Joachim Gauck and Reuven Rivlin have celebrated 50 years of diplomatic friendship between Germany and Israel. The German president used his trip to Israel to express sympathy for the country's current plight.
German President Joachim Gauck had words of support for his hosts at the start of his trip to celebrate the 50-year anniversary of the start of diplomatic relations between Germany and Israel.
"We have achieved so much. Let's work together to make sure we don't lose that, and stick together," he said, before adding: "Germany stands beside you."
Gauck's second trip to Israel as German president was a short visit, in difficult times. The situation in Israel and the occupied Palestinian territories has been tense for months. There are knife attacks nearly every day, people are regularly killed or injured, and fear hangs in the streets of Israel and the West Bank.
"It hurts us Germans to see that attacks are being constantly committed against Israeli citizens. It moves us," Gauck said, speaking to Israel's President Reuven Rivlin. "We want to express our sympathy."
Israel's President Rivlin also commented on the terror attacks of the recent weeks: "Violence and intolerance – as well as religious persecution – are present again on the streets of Europe and Jerusalem, and in many parts of the Middle East."
"I believe that we need to show, in Berlin and Jerusalem, that we are prepared to address these challenges," Rivlin said.
Gauck, for his part, remarked that his trip to Jerusalem had made him re-evaluate his view on violence and terrorism. "I sense it myself: now that terrorism has come closer to us in Western Europe, I can understand – better than ever – the threat which Israelis have lived with for decades."
Learning to listen, using music
Still, the main purpose of Gauck's two-day visit to Tel Aviv and Jerusalem was to celebrate 50 years of friendship between Germany and Israel. Part of the celebrations was a performance at the Israeli Opera by the St. Thomas Boys Choir and Gewandhaus Orchestra, both from the German city of Leipzig. The German president was greeted enthusiastically by the audience there.

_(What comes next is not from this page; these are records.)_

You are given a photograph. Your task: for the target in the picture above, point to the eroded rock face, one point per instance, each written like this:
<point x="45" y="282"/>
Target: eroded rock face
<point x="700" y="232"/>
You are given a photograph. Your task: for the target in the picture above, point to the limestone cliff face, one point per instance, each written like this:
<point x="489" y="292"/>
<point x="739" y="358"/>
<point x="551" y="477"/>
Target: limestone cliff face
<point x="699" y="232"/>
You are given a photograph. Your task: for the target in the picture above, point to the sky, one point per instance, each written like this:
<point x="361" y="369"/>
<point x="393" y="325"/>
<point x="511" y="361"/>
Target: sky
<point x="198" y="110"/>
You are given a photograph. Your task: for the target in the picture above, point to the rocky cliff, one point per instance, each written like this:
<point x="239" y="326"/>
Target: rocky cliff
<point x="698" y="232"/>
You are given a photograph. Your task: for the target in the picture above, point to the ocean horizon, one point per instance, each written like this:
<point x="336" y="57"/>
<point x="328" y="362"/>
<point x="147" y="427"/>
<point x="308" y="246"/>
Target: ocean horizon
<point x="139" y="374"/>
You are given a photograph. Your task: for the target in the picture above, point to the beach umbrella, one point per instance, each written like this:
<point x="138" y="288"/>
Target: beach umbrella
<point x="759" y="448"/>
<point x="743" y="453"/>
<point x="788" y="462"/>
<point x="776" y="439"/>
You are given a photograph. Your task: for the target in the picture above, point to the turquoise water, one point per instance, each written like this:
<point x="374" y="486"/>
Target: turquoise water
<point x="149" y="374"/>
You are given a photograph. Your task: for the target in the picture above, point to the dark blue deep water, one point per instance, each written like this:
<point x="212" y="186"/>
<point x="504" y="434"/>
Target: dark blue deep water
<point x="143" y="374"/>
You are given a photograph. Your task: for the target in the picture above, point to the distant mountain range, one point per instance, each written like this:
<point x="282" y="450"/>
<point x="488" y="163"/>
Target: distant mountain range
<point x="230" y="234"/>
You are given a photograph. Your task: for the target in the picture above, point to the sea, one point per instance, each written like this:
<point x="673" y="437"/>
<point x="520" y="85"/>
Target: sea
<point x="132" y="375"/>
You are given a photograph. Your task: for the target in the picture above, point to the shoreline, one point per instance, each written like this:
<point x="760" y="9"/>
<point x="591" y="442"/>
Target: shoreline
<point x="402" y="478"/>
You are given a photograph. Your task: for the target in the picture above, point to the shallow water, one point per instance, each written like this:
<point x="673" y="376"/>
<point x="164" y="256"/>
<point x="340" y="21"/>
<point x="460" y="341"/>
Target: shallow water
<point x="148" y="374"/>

The musicians performed the Christmas Oratorio by Johann Sebastian Bach, which tells the story of Jesus' birth. Those in attendance seemingly loved the performance.
"I believe that Germany is sending you its warmest greetings with this music," Gauck said. "This is one of the most-loved pieces of music in Germany."
The Israeli president used the occasion to comment that music is a good way to help people learn to listen to each other. "The relationship between Israel and Germany is not uncomplicated and that's how it will always be," he said, adding that things were still complex and difficult at times between the two countries, just as they were 50 years ago. It's a relationship that required plenty of support, monitoring and a certain sensitivity, he said. But Rivlin still described the bond between the two countries as "friendship."
Gauck saw this simple description as deeply moving.
"When you have the feeling that something good can grow, after hell has done its worst, when you have the feeling that you are entering a reality that is bringing people together - then it is not just good politically, it is good for the soul too," Gauck said.
A message to the next generation
Gauck arrived on Sunday in good spirits at Jerusalem's Hebrew University, where he was awarded an honorary doctorate. He used the occasion to send a message to young students in attendance, saying that he hoped that the country's decision-makers of the future would have the strength to create a society that everyone yearned to be part of, a place characterized by "respect, justice, freedom and security."
Gauck also took the opportunity to promote a peaceful resolution to the current situation in Israel and the West Bank. "I hope that Jews and Palestinians can finally stop this cycle of violence, and that they come together peacefully and willingly," he added.
At the end of his trip – in the official residence of Reuven Rivlin – Gauck also spoke out about the problems between the two countries, saying that the strength of the relationship should make that possible.
Specifically, he was talking about the international agreement on Iran's nuclear program, which Germany helped negotiate.
"When Germany gets involved like this, it is not about working against Israel's interests. It is also not defeatism or backing down," he said. "It is a desire to play a role and to take on responsibility."
He also said he was pleased that Israeli Prime Minister Benjamin Netanyahu had assured him that he wanted to improve living conditions in the Palestinian territories.
On this point, though, Gauck also made Germany's allegiances clear: "We will never let anything come between us and a steadfast relationship with Israel."